Reviews for In Hell with: Draco Malfoy
HeresTheReview chapter 6 . 5/15/2014
I found too many typographical errors with this story of yours. Also, you're easily confused with their, they're, and there. God forbid me I could've continued this story if it weren't for your grammar.
fanfic.lover.4.ever chapter 25 . 1/1/2013
I read the entire story just couldn't post there but it is FABULOUS!
Girl there NEEDS to be a sequel!
Guest chapter 26 . 7/4/2012
AWWWWWWWWWWWWWW..i loved it! AND plus even with the story line none of the characters seemed THAT out of character..well besides pansy and lavender (only cuz lavender is annoying in the movie &books and pansy is a slytherin)
ANGELSHRISHTI chapter 26 . 5/8/2012
hey nice story

grt endinng
Valfierno chapter 14 . 4/24/2011
If you're trying to achieve a means to an end, i suggest going slower. As i was reading, and I've already seen incidents like this a multiple number of times in your story, I couldn't help but notice the imbalance of George's personality. Suddenly he's about to propose to your main character and the next he's calling her a slut. Now, we all know that usually marriage proposals are initiated when two people have been in a relationship for quite awhile- having built up some trust, really getting to know the person on equal terms- and are ready to take it to the next step.

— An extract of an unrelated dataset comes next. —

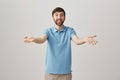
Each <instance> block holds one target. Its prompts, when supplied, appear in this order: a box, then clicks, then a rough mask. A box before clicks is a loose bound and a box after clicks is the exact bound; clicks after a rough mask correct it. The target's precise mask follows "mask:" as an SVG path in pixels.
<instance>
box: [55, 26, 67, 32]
mask: <svg viewBox="0 0 120 80" xmlns="http://www.w3.org/2000/svg"><path fill="white" fill-rule="evenodd" d="M53 30H54V31H55V32H57V31H58V30H57V29H56V28H55V27H53ZM62 31H65V26H63V28H62V30H60V32H62Z"/></svg>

George, having deemed himself ready to take it to the next step, can't just suddenly* revoke his proposal because Malfoy appears and decides to tease. It's completely random.

Val.
One Day chapter 10 . 10/12/2010
Um, Patil is her last name. Her first name is Parvati. I don't think Hermione would call her friend by her surname.
SusanMarieS chapter 15 . 8/17/2010
I would like to finish this, but I just can’t make myself. You really need a beta or something… even a grammar engine would help. Please think about it. I liked the story concept. I didn’t like the way the friendship between The Golden Trio ended. Seriously, I would have finished it if not for the grammar, mostly between “are” and “our” or “there” and “their.” Thanks for the effort put forth for this story line.
kiera-sama chapter 26 . 6/15/2010
i adored this story as well. please make a sequel
KeepMeInspired chapter 11 . 9/8/2009
Hermione walked over and sat next to him. “You drunk bastard,” she murmured.

-This was kinda amusing.. hahahahaha :D

and just a little comment, you're still making those typos.
TheColdFlame chapter 26 . 8/26/2009
propbably spelt that wrong oh well now i'm gunna read Boys dont Cry
littlegraycloud chapter 26 . 1/23/2009
OMG! NRVER MIND ON THE "i hate you" THING! U R SO AWESOME!

but...

if u dont make a squal...

I FRIGGEN KILL U BITCH!

lol
littlegraycloud chapter 21 . 1/23/2009
i hate you. sure as hell hates heaven. if this does not become a happy draminie the...

I KILL YOU!
EphesusX chapter 26 . 1/17/2009
I know its taken me a while, but I finally finished reading it and it is AWESOME! You are definitely one of my favourite writers by far :)
EphesusX chapter 11 . 1/9/2009
Bloody Ron had to go and spoil it gr! Haha I'm totally inlove with this fic so far by the way :)
EphesusX chapter 3 . 1/8/2009
Oh my freaking goodness, I think i'm inlove with this story already! I love your writing!